Aaron Maine is obsessed with the image of water: in the air, in bathtubs and in large, formless lakes. Two years after touring behind his second studio album Pool, Porches’ sound has evolved into a mesh of downbeat, nostalgic indie pop that continues to focus on the isolating feeling of being enveloped in water. His latest effort, The House, out Friday (Jan. 19) on Domino Records, is a suite of songs that meld together into an aimless, long swim that proves to be Maine’s most intimate collection.
With the album’s two singles — the pensive, slow Dev Hynes collaboration “Country” and the four-on-the-floor 90s house banger “Find Me” — Maine shows The House to be a work with a lot of range, a powerful record with as much sound as silence.
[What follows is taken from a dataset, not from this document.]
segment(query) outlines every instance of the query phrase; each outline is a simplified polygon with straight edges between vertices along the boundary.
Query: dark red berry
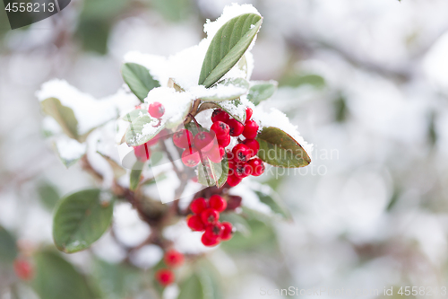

In an interview with Billboard, Maine talks about the solitude and comfort present in water, his interest in poetry, and making The House.
Can you tell me why you chose to release “Country,” your slow Dev Hynes collab first, and then followed it up with “Find Me,” which is comparatively fast-paced?
I was excited to release “Country” first. It felt like an anti-single, and a nice introduction to what I’d been working on. Specifically with The House, it’s kind of hard to choose three singles that give an accurate idea of what the record is gonna sound like. It’s exciting to have those two songs on the opposite end of the spectrum and let the listener know what they’re in for. As a whole, I would love it if everyone listened to it all the way through at least once or twice because it’s kind of a whole world.
This is a very nostalgic, solitary record, and that feeling envelops the listener. How do you feel that languidness comes across?
I guess if you put the headphones on it’s kind of like going underwater in the sense that by blocking out your actual surroundings, you can kind of internalize or move inward and kind of dig into yourself. I had just gotten back from a year of touring with Pool, and I think after dealing with a fucking gauntlet like that, my time felt even more precious, I just wanted to keep trying to remind myself how much of a blessing it is that I can wake up and work on music and that that’s considered work. I think naturally there’s some solitude that arises from that, especially because I worked on it mostly alone. I think it was a kind of isolation, but voluntary. It’s a kind of meditation.
Was the writing process as isolating as the recording process?
They sort of go hand in hand for me. I do both alone. I’ll wake up and write for the first hour or two every day, and just kind of clear my head, write down if I have any dreams. If I’m in the process of writing, I’ll try and come home and look at the page I wrote that day; I’ll have a page full of words to sing and just see what happens. I go fucking insane in my room doing this, and I usually do it alone. It was toward the end of The House when I reached out to people to start collaborating, and it felt amazing to paint a picture of the personalities that I come in contact with. I put a lot of weight on making something good; if I spend nine hours working on a song and it sounds like shit, every fucking time without fail I feel like I’ll never write a good song again or make a good sound again—I can’t even have a conversation with someone if I have bad day creatively.
I read somewhere you wanted to release a book of poems.
I’ve been writing like a maniac this past year. A lot of poems; some of them turn into songs. I’m still figuring out how to collect them or present them to anyone. I think it’d be cool to just released a straight up PDF of poetry and some other elements. I’m interested in spoken word. Personally I don’t really listen to a lot of poets reading their work, but I do read it. I like when people just talk over a song, like when Lou Reed does it, so I’ve been experimenting with that. There are moments where I’ve been a lot freer, and go in and out of singing, which feels refreshing to me and it’s been something I’ve kind of touched on a little, but not as much as on this record.
There’s a lot of water on this record, especially as images of salvation and solitude. What’s so safe about water to you?
It has so many iterations. There’s a bath, which is comforting and calming and safe and womb-like. There’s the water in the air, the water in the sky, in the ocean, in your body. I just think the fact that it runs through everything is why I’m drawn to it. Growing up, I really loved to swim by a lake or a pool I grew up near. For me, it’s always the first external part of my surrounding that I notice, so when I sit down to write, it seems a necessary part in having this whole image or mood come across.
Do you miss swimming?
I definitely do miss it a lot. I can take the train to where I grew up, like 45 minutes north, and if I can get a ride from a high school kid who works at the coffee shop or an old friend that lives there, I can go swimming in this really nice lake. I probably do that less now, but I’d probably go swimming every day if I could. I guess there are some pools I could jump into, but I’d rather hop in a lake.